Bundling Boom: Telcos Propel 20% of Streaming Subscriptions in 2023

By Greg Tavarez August 18, 2023

Telecommunication companies have become prominent distributors of video and music streaming subscriptions, leveraging this position to potentially extend their influence across a burgeoning spectrum of subscription-based services. Some offer Apple (News - Alert) TV, some offer Hulu, and some offer Disney Plus. The reason for this is to boost the telco’s market standing and present a countermeasure against customer attrition and declining average revenue per user, or ARPU.




Telcos are smart, too. They know consumers struggle to pay and manage the massively growing number of subscriptions they own. (Some people likely have more than five subscriptions they have to manage.) At the same time, subscription providers find it increasingly expensive to acquire new users.

An opportunity is presented here for telcos, and they are jumping on it. In fact, 20% of all streaming video subscriptions are now sold through bundling partnerships with telco companies, reaching 25% by 2028, according to a new report from Omdia and Bango. Global revenue from video, music and other subscription-based services sold via telcos will total $24.8 billion this year and grow to $42.8 billion in 2027.

Still, streaming partnerships alone may not be enough to get providers out of the woods. As it currently stands, the situation is challenging. Telcos face saturated markets, declining revenue per user and non-stop churn. While network traffic will grow by 219% in five years, revenues are only projected to grow by 14.6%.

A new strategy may be needed. And now, one has been created in the form of “super bundling.”

Super bundling, a term potentially originating from the early days of pay TV, finds prominent application in the realm of big tech, exemplified by Amazon Prime and Apple One. These bundles consolidate diverse subscription services into a single package, offering cost savings compared to individual subscriptions.

For instance, Apple One Premier grants subscribers access to an array of Apple services like cloud storage, video-on-demand, music streaming, gaming, health and fitness, and digital newsstands, all at a price over 40% lower than separate subscriptions. Amazon Prime similarly includes in-house media services such as video, music, e-books, gaming and photo storage.

Despite their core businesses of e-commerce and devices, Amazon and Apple have ventured into content services, enhancing platform engagement. Super bundling enhances the attractiveness of their value-added offerings, enticing customers and undercutting specialized competitors like Netflix and Spotify (News - Alert)

Telco-driven super bundling serves as an inclusive platform for standalone content services to form a collective advantage. Unlike restricted offerings like Amazon Prime and Apple One, telco super bundles present a broader selection, spanning multiple providers and service types. Telcos are uniquely positioned for versatile pick-and-mix bundling due to their extensive distribution and payment mechanisms.

"With a fifth of SVOD subscriptions now sold through telco bundles, it's clear there's a paradigm shift under way in the streaming market,” said Anil Malhotra, Bango (News - Alert) co-founder.

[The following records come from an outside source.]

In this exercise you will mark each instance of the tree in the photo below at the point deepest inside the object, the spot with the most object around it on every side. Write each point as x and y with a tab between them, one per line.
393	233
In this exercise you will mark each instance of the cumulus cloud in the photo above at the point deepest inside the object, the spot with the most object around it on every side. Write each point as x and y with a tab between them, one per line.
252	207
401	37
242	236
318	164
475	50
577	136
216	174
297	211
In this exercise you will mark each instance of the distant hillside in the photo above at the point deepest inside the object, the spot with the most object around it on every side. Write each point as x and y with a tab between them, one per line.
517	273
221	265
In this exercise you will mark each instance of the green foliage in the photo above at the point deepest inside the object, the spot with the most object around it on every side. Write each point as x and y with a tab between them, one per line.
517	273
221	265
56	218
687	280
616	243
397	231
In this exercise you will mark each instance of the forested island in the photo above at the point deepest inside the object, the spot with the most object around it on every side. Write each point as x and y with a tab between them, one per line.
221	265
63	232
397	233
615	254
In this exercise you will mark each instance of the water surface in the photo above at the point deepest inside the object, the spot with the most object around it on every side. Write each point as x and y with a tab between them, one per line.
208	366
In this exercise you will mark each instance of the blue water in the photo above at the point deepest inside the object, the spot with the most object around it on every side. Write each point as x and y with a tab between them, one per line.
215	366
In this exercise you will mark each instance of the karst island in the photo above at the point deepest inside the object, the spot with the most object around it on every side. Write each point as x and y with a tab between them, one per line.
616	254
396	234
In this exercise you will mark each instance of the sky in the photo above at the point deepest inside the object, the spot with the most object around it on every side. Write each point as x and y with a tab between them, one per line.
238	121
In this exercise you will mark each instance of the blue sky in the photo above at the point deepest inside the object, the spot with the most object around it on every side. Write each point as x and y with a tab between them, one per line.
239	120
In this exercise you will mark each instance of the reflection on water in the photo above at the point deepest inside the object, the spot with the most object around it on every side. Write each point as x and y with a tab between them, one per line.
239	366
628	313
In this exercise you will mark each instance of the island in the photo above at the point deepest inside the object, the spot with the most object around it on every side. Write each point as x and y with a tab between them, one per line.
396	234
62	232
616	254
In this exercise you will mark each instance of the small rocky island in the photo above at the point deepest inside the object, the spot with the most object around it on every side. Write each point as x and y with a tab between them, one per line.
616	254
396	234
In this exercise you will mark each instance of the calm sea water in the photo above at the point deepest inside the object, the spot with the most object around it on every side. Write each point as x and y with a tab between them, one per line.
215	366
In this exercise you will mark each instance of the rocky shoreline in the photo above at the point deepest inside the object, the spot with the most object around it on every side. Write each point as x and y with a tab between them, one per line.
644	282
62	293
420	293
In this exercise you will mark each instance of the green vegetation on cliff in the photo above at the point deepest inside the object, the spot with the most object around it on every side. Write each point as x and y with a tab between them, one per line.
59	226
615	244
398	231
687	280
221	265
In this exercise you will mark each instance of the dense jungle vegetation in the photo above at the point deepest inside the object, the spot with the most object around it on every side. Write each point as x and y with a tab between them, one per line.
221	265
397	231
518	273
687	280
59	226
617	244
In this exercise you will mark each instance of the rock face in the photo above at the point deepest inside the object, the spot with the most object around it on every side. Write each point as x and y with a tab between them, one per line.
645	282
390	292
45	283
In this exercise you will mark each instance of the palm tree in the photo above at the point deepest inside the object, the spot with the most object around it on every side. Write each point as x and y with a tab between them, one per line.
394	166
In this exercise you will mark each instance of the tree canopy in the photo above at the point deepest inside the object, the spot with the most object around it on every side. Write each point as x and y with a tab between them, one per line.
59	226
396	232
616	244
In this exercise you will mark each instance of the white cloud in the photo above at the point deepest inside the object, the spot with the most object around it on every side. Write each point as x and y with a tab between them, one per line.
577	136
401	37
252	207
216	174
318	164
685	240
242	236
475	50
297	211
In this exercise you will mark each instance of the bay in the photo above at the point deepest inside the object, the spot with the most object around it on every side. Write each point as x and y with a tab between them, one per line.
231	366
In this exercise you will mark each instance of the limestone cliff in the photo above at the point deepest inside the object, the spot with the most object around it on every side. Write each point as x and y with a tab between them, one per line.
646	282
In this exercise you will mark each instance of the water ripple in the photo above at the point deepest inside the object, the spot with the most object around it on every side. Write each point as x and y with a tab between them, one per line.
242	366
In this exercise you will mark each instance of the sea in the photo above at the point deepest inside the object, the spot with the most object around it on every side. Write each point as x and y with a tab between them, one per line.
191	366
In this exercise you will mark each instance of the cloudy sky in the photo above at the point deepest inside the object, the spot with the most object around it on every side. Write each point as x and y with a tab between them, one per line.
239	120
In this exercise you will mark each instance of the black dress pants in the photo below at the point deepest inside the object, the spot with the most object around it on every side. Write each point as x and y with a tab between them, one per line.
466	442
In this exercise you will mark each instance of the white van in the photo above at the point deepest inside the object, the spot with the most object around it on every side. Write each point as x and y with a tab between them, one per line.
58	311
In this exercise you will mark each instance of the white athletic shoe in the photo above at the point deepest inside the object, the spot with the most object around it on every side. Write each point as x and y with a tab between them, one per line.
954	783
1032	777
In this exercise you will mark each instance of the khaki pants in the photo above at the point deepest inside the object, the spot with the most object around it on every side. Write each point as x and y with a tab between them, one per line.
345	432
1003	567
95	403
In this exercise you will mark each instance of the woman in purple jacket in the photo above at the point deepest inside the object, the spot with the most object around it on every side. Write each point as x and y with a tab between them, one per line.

Few examples of true telco super bundling, characterized by a comprehensive array of subscription management and content discovery features, currently exist. Notable among these is Australia's Optus (News - Alert) SubHub, which offers bundled service discounts and seamless subscription linking. Verizon's +play in the U.S. expands choice across various sectors, including entertainment and fitness, featuring unique deals like the combined Netflix and Paramount Plus offering.

South Korea's SKT's T Universe boasts the most extensive telco super bundling, aggregating around 85 services, including physical goods. While nascent, telco super bundling holds substantial promise, empowering telcos to play a pivotal role in the growing OTT subscriptions economy, transcending their conventional status as passive service providers.

“Super Bundling is not only a churn buster — the more services telcos get customers to subscribe to, the more stickiness they create — but can also turn into a revenue stream in its own right,” said Malhotra.

That said, the journey toward successful telco bundling is laden with intricate technical and commercial complexities. Nothing is easy, right? Price subsidization, due diligence on prospective partners, fraudulent users, activation rates, backend integration and unavailability of unified billing are a few of the challenges faced with telco bundling.

It's apparent that realizing the full potential of telco super bundling necessitates strategic outsourcing, given the multifaceted challenges that stand in the way.